In an eyeblink, 25 cars—more than half the field—plow into one another, sending up plumes of acrid white smoke followed by an eerie postcrash relative silence. Crippled cars slither down the high-banked track toward the muddy infield grass like wounded animals looking for a shady place to die. Sirenless ambulances rush to the scene. A Fox News helicopter hovers menacingly over Alabama's newest junkyard.
We're looking at 2 million, maybe 3 million bucks' worth of damage.
Ten drivers are taken to the infield hospital.
"Shit," Norwood says.
"Freshly farted fucking sons of whores," Boudreaux says.
"Shit," Norwood marvels, laughing the way you do when you narrowly miss being in a wreck yourself. He's a fan now too; I can tell.
NASCAR stops the race. Crews begin removing the cars and debris and making battlefield repairs to the energy-absorbing outer wall.
I ask Googs if he's seen enough racing to have an opinion about the relationship between people who kill themselves and those who drive these cars.
Googs purses his lips, then takes a long pull from his Natural Light. "NASCAR drivers and people who die by suicide are the same," he says, "in that they've both developed the ability to stare down death.
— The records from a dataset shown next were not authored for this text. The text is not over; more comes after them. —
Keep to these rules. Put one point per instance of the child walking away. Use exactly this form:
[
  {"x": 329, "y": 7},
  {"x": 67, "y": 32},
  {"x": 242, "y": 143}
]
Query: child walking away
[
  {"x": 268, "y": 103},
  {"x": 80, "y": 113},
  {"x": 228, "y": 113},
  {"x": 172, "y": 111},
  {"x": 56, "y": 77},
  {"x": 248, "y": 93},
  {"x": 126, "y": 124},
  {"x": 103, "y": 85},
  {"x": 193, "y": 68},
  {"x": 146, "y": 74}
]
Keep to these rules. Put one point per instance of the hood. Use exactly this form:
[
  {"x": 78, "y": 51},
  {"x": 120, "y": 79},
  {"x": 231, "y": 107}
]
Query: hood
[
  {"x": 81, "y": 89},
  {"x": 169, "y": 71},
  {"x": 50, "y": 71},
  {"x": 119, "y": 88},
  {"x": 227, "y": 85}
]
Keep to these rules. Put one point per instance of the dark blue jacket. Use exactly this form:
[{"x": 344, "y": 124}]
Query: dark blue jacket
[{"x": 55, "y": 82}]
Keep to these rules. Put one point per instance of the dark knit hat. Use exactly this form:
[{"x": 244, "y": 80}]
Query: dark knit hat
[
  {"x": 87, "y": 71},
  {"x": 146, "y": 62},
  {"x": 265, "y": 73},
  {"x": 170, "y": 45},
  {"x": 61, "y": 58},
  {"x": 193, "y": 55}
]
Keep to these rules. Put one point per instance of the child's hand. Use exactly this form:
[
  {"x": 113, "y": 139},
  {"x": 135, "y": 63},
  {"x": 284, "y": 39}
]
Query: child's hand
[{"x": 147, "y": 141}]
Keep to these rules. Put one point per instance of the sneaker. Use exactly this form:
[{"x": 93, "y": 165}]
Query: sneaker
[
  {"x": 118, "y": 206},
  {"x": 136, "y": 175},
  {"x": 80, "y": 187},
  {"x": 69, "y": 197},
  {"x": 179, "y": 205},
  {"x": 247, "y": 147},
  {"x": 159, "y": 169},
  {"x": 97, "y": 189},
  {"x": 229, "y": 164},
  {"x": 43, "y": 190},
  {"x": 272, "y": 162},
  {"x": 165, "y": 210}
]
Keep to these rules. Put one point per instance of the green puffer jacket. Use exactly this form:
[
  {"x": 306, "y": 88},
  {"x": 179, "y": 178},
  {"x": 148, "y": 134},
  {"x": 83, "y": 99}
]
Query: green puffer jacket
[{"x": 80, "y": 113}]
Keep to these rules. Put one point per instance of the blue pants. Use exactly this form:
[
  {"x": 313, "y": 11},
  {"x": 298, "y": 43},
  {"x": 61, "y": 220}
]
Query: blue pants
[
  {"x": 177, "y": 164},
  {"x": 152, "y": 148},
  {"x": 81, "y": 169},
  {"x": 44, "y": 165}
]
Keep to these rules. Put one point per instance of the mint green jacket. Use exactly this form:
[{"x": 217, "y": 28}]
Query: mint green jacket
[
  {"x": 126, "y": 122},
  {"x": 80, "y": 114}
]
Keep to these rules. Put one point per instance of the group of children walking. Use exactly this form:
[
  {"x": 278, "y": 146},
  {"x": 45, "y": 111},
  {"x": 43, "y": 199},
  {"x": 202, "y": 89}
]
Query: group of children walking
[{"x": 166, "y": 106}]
Suicidal people do it with previous, less serious self-injury. Drivers do it by driving. Suicidal people develop that ability because they want to use it; they feel so much a burden on others that they want to die. The drivers develop the same ability, but they do it for fun and of necessity. They develop it because they don't want to die."
On an official NASCAR channel I hear that none of the drivers is hurt.
After a 42-minute delay the green flag comes out. Soon Gordon's in front again. On lap 182 Waltrip and Harvick draft their way past Gordon, who's hung out to dry and seems in danger of falling back into the pack. I dial up his channel. His crew chief says there's plenty of time. Gordon marvels at how good his car is. The next time it goes past me it's a fucking bullet.
On turn three Gordon ducks low around Harvick and immediately swerves high toward the wall and around Waltrip.
He'll lead the rest of the way, a victory sealed on lap 186 when, coming out of turn two, a Less Big One KOs Gordon's most serious challengers, including Johnson, Harvick and Dale Jr., who seems to have caused it. After the race I listen on my headset as he calls Johnson an idiot and blames him for both big crashes.
An eventful race but nothing compared with one in 1973, when racing legend Bobby Isaac swung his car into the pits while leading the race and, with tears in his eyes, told his crew chief to find another driver. A quiet and apparently sane man, Isaac claimed he'd I heard voices. "Get out of the car," the I voices said. Isaac obeyed. He never said the voices were from the Indian burial ground, but he was part Native American, and when he wouldn't talk about it, others did. He never returned to Talladega.
Unlike us. By the time I take back the scanner my pals are getting ready to queue up on Talladega Boulevard, eating Boudreaux's chili and waiting for the track to cool down so we can leave. But they're already talking about coming back in October, when with any luck some other new fans will assume the roles of the stupidest people here.